473,216 Members | 1,279 Online
Bytes | Software Development & Data Engineering Community
Post Job

Home Posts Topics Members FAQ

Join Bytes to post your question to a community of 473,216 software developers and data experts.

How to download a web page into a DOM-tree?

What is the simplest way of getting a web page downloaded,
and parsed into a dom-tree in C#?

There is a couple of web pages I need to "screen-scrape",
and want to do all my new development in C#. (coming from VB.Classic).

TIA...

--
Dag.
Aug 21 '08 #1
4 6241
"Dag Sunde" <me@dagsunde.comwrote in message
news:%2****************@TK2MSFTNGP02.phx.gbl...
What is the simplest way of getting a web page downloaded,
and parsed into a dom-tree in C#?
One way to do it (if your program is a WinForm) is to use a WebBrowser
control (which you don't need to make visible). Navigate to the page that
you desire, and then access the DOM by means of the Document property of the
control.

Aug 21 '08 #2
"Alberto Poblacion" <ea******************************@poblacion.orgwro te
in message news:ez**************@TK2MSFTNGP02.phx.gbl...
"Dag Sunde" <me@dagsunde.comwrote in message
news:%2****************@TK2MSFTNGP02.phx.gbl...
>What is the simplest way of getting a web page downloaded,
and parsed into a dom-tree in C#?

One way to do it (if your program is a WinForm) is to use a WebBrowser
control (which you don't need to make visible). Navigate to the page that
you desire, and then access the DOM by means of the Document property of
the control.
Thanks!

Is there a way to do this in a Console App?

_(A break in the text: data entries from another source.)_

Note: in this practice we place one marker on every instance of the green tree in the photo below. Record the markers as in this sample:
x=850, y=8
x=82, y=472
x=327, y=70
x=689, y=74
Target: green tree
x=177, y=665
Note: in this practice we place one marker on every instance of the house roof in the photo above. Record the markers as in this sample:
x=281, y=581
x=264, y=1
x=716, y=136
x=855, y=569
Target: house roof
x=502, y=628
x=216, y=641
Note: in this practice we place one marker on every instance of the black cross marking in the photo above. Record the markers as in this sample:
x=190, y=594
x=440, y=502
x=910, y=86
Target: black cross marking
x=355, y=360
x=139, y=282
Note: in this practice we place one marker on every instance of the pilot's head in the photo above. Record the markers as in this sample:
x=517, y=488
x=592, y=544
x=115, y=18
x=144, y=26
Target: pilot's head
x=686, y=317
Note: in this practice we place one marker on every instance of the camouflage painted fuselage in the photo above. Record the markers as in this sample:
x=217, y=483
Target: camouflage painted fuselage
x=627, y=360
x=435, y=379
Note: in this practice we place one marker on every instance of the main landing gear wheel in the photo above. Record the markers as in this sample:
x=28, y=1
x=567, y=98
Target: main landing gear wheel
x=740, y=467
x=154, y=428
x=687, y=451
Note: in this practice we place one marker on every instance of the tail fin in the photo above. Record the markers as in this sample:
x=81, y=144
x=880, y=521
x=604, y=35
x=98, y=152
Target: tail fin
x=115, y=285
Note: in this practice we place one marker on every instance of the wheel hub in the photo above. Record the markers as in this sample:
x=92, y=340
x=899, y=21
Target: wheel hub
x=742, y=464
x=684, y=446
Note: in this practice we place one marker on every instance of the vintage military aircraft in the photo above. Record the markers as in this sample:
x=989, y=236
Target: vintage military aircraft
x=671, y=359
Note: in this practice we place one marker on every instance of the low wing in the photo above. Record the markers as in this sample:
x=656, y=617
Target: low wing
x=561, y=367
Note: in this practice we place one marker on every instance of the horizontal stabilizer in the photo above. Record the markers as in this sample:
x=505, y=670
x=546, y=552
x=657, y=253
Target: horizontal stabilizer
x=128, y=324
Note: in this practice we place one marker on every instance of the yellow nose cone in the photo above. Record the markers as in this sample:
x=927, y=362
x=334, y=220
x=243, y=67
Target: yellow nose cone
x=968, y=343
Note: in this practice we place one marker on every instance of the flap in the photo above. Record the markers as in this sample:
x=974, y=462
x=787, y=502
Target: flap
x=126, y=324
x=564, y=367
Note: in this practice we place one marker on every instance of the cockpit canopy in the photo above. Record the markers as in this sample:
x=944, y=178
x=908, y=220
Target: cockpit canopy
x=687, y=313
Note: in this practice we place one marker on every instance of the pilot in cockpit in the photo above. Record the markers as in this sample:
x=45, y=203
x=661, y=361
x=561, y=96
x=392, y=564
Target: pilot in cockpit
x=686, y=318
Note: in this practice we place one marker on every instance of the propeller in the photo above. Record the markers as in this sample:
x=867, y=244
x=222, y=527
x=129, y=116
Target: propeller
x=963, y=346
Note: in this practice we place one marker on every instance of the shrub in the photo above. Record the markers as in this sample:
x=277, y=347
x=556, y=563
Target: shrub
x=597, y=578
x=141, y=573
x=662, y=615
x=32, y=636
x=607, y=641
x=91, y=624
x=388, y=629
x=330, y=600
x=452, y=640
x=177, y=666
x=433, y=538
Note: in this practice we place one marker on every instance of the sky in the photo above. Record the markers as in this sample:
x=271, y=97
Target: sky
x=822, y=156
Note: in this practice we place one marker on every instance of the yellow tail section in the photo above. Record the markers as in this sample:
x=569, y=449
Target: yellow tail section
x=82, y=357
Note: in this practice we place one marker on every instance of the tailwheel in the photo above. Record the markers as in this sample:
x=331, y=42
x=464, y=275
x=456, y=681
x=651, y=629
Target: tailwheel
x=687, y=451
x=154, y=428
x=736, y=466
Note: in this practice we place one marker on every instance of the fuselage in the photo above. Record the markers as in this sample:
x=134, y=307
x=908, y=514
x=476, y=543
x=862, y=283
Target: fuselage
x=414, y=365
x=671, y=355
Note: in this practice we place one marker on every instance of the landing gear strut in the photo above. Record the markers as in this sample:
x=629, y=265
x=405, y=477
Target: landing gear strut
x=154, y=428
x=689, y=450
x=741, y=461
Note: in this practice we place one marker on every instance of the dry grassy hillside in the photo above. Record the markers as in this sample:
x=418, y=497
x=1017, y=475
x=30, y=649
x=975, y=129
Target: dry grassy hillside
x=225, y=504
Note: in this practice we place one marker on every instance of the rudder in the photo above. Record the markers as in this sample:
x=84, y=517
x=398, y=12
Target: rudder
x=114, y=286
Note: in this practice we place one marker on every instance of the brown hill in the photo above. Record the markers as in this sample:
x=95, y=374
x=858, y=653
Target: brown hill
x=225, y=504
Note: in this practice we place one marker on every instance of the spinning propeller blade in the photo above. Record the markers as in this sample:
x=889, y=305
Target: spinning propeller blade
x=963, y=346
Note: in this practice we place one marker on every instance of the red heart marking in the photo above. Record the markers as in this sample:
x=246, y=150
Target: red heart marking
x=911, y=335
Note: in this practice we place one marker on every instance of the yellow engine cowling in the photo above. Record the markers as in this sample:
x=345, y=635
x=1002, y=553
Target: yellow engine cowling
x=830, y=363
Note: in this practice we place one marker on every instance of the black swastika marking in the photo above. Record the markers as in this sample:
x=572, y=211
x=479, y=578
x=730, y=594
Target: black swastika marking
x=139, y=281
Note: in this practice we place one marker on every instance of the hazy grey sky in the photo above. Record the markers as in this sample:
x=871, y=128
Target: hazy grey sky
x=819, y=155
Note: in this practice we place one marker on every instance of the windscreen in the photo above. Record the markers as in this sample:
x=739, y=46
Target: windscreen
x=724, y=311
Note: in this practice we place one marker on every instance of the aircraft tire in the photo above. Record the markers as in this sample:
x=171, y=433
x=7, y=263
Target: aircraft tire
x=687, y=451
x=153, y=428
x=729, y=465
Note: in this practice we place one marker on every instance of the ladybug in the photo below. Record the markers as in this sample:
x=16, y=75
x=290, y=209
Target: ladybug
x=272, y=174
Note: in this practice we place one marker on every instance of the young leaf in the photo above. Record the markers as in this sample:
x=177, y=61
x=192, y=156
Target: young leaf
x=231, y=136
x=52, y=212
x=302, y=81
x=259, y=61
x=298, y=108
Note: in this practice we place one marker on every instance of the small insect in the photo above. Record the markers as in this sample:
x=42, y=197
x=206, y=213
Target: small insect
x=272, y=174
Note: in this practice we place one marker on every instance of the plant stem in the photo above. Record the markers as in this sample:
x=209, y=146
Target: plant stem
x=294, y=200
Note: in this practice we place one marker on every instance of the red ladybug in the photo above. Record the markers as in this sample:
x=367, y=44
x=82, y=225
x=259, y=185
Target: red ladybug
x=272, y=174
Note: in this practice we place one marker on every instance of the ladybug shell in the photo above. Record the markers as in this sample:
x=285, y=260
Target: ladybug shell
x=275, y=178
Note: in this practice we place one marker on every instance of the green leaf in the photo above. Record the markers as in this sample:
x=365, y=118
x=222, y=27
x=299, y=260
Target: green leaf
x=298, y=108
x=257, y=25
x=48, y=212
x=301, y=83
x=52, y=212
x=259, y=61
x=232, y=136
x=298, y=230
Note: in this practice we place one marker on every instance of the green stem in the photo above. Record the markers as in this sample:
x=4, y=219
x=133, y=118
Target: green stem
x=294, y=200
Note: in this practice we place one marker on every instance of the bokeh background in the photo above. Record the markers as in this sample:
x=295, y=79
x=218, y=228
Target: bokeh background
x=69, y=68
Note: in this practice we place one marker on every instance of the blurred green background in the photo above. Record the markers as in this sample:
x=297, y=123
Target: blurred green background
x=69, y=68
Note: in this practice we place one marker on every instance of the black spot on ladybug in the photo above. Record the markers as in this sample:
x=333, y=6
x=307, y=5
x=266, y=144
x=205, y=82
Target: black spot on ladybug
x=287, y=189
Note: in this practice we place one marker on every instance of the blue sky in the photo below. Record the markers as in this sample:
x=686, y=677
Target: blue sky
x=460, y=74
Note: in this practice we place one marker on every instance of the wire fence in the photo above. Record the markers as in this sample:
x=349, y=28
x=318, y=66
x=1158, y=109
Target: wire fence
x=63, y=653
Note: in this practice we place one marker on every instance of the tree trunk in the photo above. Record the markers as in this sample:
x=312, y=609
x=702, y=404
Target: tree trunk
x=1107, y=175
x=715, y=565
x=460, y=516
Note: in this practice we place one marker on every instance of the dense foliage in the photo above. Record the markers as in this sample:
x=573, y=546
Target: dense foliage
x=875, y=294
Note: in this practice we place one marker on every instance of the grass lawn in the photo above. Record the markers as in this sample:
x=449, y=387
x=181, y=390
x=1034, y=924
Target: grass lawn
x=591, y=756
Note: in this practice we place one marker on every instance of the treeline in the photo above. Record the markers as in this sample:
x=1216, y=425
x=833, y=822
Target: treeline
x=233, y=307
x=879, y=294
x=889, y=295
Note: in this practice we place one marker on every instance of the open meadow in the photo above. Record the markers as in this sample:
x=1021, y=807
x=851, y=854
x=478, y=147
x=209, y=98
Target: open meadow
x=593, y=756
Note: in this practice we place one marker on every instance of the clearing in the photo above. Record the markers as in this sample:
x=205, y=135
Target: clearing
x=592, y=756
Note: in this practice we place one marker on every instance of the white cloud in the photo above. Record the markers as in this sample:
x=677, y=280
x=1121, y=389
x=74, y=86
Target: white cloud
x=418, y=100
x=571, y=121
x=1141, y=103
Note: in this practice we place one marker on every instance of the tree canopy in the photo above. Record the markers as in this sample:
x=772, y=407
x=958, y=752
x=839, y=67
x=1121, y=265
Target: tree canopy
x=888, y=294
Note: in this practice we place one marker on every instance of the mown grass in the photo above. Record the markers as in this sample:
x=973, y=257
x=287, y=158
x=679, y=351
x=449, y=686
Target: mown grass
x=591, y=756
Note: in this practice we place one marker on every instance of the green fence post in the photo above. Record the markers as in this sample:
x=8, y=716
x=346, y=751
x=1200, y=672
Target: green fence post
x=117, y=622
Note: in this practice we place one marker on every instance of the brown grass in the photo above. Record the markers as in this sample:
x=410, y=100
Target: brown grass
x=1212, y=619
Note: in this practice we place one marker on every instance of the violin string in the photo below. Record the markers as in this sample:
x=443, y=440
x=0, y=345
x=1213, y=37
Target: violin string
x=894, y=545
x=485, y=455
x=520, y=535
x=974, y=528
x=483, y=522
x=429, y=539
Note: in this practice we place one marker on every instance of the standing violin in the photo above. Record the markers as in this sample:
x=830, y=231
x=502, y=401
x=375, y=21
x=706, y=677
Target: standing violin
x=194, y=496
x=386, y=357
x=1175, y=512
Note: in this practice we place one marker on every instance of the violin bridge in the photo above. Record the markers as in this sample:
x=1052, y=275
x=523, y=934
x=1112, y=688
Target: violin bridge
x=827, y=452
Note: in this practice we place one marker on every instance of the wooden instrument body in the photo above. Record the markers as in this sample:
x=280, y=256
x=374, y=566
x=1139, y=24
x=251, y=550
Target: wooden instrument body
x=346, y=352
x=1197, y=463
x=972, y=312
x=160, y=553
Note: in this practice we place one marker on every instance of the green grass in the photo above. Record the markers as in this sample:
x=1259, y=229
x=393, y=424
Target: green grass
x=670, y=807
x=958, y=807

Or is there a simple HTML DOM parser available in
the .NET framework?

I have this code now, so I already have the HTML in a string
or byte array:

WebClient clnt = new WebClient();
byte[] resHTML = clnt.DownloadData("http://myurl.somewhere.no");
UTF8Encoding enc = new UTF8Encoding();
Console.WriteLine(enc.GetString(resHTML));

What would be nice now, would be to have some kind of HTMLDOMDocument
class, that i could feed my text, and later just traverse the nodes.

--
Dag.
Aug 21 '08 #3
What would be nice now, would be to have some kind of HTMLDOMDocument
class, that i could feed my text, and later just traverse the nodes.
What would be nice now, would be to have some kind of HTMLDOMDocument
class, that i could feed my text, and later just traverse the nodes.
That'll be the Html Agility Pack, then:
http://www.codeplex.com/htmlagilitypack

Marc
Aug 21 '08 #4
"Marc Gravell" <ma**********@gmail.comwrote in message
news:es*************@TK2MSFTNGP06.phx.gbl...
>
>What would be nice now, would be to have some kind of HTMLDOMDocument
class, that i could feed my text, and later just traverse the nodes.

What would be nice now, would be to have some kind of HTMLDOMDocument
class, that i could feed my text, and later just traverse the nodes.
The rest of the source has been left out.